К ужину опять все собрались на веранде. Дмитрий Анатольевич рассказывал про поход к председателю. Ужинали спокойно. Архип травил байки про Первую мировую, что означало, что он уже достаточно взял в галошу.

– Они от нас, ахтунг-ахтунг, а мы от них! И все стреляют и бегут, бегут… Командир наш был здоровый мужик, метра два ростом и молодой еще. Ногу ему тогда оторвало, и я впервые видел, как мужик плачет. «Что ж ты, батюшка, плачешь?», – говорю я, значить, ему. А он плачет: «Я, – говорит, – Архип, в два метра ростом! Как же я теперь такой ходить смогу?» А я ему говорю: «На культе, батюшка». А он мне: «Так я же с таким весом землю рыть ею буду, а мне еще к жене возвращаться. На кой я ей – колченогий…» Вот тут я понял, что смерти и уродство войны мирной жизнью меряются.

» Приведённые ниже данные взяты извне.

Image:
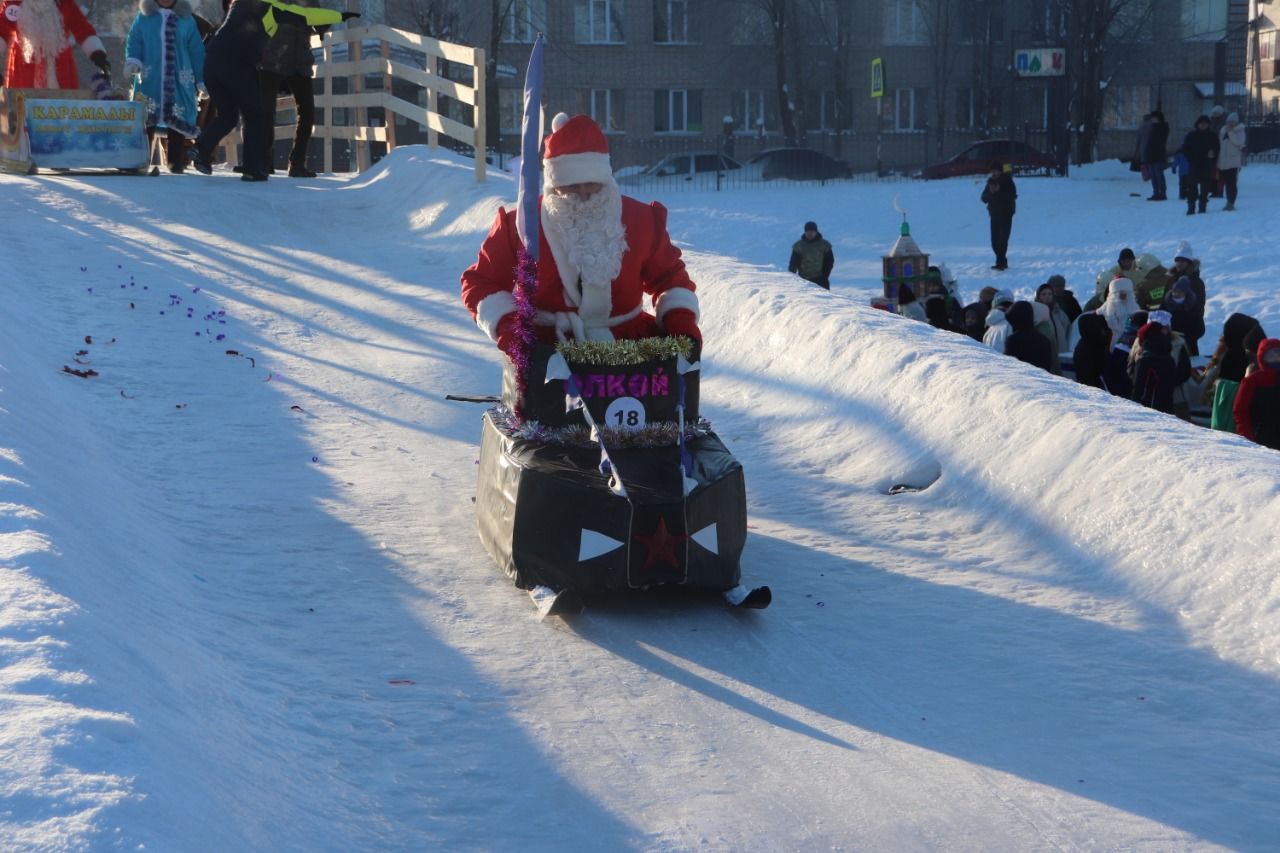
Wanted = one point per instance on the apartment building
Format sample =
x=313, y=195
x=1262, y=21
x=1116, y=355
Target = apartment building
x=1262, y=72
x=680, y=74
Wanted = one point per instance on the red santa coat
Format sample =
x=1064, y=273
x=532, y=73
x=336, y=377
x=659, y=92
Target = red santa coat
x=23, y=74
x=650, y=265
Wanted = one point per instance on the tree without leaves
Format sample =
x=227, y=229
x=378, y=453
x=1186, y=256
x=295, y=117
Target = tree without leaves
x=1095, y=24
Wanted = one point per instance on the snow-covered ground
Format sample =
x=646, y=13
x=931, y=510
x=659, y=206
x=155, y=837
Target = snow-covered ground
x=243, y=605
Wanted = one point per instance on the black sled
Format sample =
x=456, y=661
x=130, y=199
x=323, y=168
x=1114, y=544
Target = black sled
x=662, y=511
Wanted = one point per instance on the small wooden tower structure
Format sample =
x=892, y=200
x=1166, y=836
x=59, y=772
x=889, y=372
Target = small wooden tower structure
x=905, y=265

Ларионов слушал его внимательно. Ему казалось, что командир был слаб духом. Остался жив, так что же заботиться о том, что жена подумает про его увечье?

– Разве имеет это значение, когда любишь? – сказала Вера пылко. – Да хоть бы и без двух ног, лишь бы живой!

– Эх, Веруня, ахтунг-ахтунг, бабы разные. Его баба себе нашла нового мужика, ушла от него к двуногому. А он спился.

– Не любовь это, дядя Архип!

– Много ты знаешь о любви, – усмехнулась Кира.

– Может, я не имею опыта, но я знаю! Внутри знаю. Любовь все прощает, так сказано, и она милосердна…

– Верочка права! – вдруг воскликнул Подушкин. – Любовь все прощает.

Вера опустила глаза. «Зачем он сказал это? Он все знает о нас с Ларионовым».

– А по мне, и с одной ногой лучше, чем ничего! – заголосила Зоя Макаровна. – Это ж без ноги. Куда хуже, когда без чего другого!

– А чай будет?! – позвала Алина Аркадьевна, смущаясь.